DE EDWARD BUNKER, ÉDITIONS RIVAGES/THRILLER, TRADUIT DE L’ANGLAIS (USA) PAR FREDDY MICHALSKI, 236 PAGES.

« Chez les dingues, j’ai soulevé tous les givrés et déclenché une insurrection. On m’a expédié en prison. Là, on savait qui j’étais… Tout ça se termine quand je me fais la belle la nuit, pendant que les émeutes de Watts battent leur plein. Alors, vous la voulez cette histoire? » Ainsi écrivait Edward Bunker à son éditeur américain, quelques années avant sa mort, en 2005, au moment de lui proposer quelques nouvelles. Des récits jamais complètement autobiographiques mais marqués, comme sa lettre, du sceau de l’authenticité. Edward Bunker savait en effet de quoi il parlait quand il écrivait sur la taule, y ayant passé plus d’un tiers de sa vie. Un chemin de croix qu’il a transformé en rédemption en devenant non seulement écrivain, mais l’un des plus fameux lorsqu’il s’agit de raconter le milieu carcéral américain. La preuve par ce qui restera sans doute l’une de ses dernières traductions: les éditions Rivages ont désormais probablement fait le tour, avec cette Evasion du couloir de la mort, de sa production trop modeste. Mais elles auront bien fait: quelques pages de Bunker, et de son traducteur Freddy Michalski, valent bien des polars plus conséquents.

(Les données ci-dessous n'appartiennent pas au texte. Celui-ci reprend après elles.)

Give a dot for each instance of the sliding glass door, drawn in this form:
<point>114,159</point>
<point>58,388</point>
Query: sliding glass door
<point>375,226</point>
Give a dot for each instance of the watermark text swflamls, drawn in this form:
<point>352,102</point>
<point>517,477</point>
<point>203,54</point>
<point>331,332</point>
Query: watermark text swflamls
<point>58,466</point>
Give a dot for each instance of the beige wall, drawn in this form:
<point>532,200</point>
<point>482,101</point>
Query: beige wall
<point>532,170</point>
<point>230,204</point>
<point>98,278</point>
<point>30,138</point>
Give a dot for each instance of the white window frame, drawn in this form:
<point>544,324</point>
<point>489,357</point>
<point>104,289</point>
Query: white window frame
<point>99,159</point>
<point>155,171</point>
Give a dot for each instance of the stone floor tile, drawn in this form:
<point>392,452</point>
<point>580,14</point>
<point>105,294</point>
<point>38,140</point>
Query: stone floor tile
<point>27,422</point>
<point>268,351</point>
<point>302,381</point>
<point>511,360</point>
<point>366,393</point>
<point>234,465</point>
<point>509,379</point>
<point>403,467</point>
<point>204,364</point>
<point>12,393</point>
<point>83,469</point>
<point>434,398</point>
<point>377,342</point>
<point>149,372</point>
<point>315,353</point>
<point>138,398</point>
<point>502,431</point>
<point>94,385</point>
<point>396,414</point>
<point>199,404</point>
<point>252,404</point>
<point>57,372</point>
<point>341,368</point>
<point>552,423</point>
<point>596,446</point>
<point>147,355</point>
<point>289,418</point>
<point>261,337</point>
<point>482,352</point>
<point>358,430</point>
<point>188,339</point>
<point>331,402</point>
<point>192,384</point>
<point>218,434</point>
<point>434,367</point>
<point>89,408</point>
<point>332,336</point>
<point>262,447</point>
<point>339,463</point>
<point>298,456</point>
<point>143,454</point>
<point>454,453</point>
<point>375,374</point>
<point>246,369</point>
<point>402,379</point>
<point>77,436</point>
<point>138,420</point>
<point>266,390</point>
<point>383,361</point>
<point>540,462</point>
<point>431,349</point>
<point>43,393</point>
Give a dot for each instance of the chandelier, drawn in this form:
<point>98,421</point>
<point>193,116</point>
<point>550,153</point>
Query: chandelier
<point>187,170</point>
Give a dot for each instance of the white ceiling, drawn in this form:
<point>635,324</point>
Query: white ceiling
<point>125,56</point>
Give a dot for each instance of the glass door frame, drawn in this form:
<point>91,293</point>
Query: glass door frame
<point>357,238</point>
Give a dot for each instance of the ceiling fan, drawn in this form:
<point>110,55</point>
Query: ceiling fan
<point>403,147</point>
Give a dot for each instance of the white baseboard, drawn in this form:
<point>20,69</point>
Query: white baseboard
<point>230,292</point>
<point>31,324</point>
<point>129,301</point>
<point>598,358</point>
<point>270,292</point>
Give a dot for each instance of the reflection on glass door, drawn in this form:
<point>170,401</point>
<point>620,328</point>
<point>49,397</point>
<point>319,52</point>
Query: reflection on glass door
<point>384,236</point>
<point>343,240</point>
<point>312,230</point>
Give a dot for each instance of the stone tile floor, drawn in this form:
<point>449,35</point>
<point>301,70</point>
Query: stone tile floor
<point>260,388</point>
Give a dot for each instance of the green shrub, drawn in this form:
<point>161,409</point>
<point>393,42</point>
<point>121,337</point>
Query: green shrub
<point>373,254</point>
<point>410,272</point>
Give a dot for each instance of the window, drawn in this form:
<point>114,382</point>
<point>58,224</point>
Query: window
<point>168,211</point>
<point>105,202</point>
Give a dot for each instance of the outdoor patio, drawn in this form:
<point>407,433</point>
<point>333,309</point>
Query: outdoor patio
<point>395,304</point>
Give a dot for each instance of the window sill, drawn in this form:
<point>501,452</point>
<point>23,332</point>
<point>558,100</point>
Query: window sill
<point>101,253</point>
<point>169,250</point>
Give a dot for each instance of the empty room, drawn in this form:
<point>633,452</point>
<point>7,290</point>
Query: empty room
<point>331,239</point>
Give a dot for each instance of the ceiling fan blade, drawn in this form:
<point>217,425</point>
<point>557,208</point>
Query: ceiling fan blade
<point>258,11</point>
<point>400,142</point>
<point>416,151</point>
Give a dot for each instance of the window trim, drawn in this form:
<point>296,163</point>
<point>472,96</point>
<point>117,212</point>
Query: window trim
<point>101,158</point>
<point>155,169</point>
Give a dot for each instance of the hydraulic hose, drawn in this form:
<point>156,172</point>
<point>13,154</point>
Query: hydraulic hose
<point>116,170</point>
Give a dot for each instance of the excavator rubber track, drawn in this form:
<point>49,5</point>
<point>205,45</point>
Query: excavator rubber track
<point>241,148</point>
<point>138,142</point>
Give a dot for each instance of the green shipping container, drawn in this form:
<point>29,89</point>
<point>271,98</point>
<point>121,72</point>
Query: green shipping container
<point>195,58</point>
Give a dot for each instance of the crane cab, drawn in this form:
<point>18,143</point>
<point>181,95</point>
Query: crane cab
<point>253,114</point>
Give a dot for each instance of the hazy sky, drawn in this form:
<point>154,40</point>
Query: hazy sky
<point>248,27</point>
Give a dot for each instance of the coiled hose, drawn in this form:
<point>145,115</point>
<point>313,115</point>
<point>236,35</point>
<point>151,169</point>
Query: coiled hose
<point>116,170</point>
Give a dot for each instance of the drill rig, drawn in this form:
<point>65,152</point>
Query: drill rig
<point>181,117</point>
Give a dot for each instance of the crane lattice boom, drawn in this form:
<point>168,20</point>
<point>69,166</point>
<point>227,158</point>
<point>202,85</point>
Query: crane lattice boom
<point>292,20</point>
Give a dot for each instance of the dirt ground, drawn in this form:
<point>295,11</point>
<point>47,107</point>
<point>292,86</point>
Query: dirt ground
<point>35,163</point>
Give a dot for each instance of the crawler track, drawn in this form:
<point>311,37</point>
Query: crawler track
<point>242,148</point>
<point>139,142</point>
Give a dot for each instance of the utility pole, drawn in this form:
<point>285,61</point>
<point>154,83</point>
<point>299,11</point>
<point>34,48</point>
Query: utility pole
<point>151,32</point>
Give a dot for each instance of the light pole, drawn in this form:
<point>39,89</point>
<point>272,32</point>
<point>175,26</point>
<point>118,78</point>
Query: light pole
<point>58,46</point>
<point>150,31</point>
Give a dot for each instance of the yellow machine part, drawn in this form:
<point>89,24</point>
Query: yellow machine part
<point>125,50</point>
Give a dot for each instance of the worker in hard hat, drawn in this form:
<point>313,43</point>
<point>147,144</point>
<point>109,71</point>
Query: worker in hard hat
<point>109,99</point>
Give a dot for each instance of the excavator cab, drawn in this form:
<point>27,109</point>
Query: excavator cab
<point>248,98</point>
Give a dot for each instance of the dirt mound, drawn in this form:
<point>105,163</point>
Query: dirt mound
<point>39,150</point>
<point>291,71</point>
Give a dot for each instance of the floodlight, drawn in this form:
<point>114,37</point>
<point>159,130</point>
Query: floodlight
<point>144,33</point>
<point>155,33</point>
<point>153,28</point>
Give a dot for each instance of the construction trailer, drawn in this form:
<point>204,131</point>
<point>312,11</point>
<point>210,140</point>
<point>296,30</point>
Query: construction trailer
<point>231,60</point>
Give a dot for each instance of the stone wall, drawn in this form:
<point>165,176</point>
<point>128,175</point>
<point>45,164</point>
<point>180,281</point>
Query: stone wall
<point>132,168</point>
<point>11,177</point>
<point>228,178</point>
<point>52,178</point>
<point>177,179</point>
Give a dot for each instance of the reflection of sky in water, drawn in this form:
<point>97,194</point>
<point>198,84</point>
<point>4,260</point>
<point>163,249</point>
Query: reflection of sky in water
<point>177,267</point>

Six nouvelles donc -sept en comptant cette brève introduction-, parfaitement dans l’esprit du bonhomme, et qui toutes se passent à l’ombre. Parfois dans la peau d’un Noir, parfois dans les années 30, et souvent à Saint Quentin,  » la maison de Dracula« , pénitencier de Californie connu pour être l’un des pires, où Bunker a passé de longues années, et dont il avait même réussi à s’évader par deux fois. Des récits forcément brutaux, d’une précision chirurgicale et évidemment abominables quant aux conclusions que Bunker en tire, sans jugement ni pitié: les prisons américaines sont et restent des machines à broyer ou, au mieux, à transformer des criminels en bêtes.

Une bonne intro à la Bête

Bunker nous apprend ici  » le secret de la marche jambes enchaînées« , la fatalité implacable des rapports raciaux – » Nom de Dieu, pour ce qui était de les haïr, les Blancs facilitaient bien les choses au reste du monde« – ou la déshumanisation complète de l’encadrement des condamnés à mort – » La mort serait longue, et lente« … Mais Bunker y plante aussi quelques graines d’espoir et d’évasion, concrètes ou littéraires: l’un de ses personnages, qui lui ressemble, ne lâche jamais son bouquin de Régis Debray.

Si ces tranches de vie n’atteignent jamais la portée de son roman culte Aucune bête aussi féroce, premier d’une Trilogie de la Bête qui reste un summum du genre, 40 ans après son écriture, et qui vaut bien plus que son étiquette carcérale, cette Evasion offre une excellente introduction à son univers. Ces nouvelles-là ont le goût des premières éditions de Rivages, lorsque l’éditeur français était au sommet de son art. Un recueil exemplatif aussi de ce que la maison doit à Freddy Michalski, l’un de ses meilleurs traducteurs, d’Ellroy à James Lee Burke. On retrouve ici autant sa patte que celle de notre ancien taulard, et c’est une autre bonne nouvelle.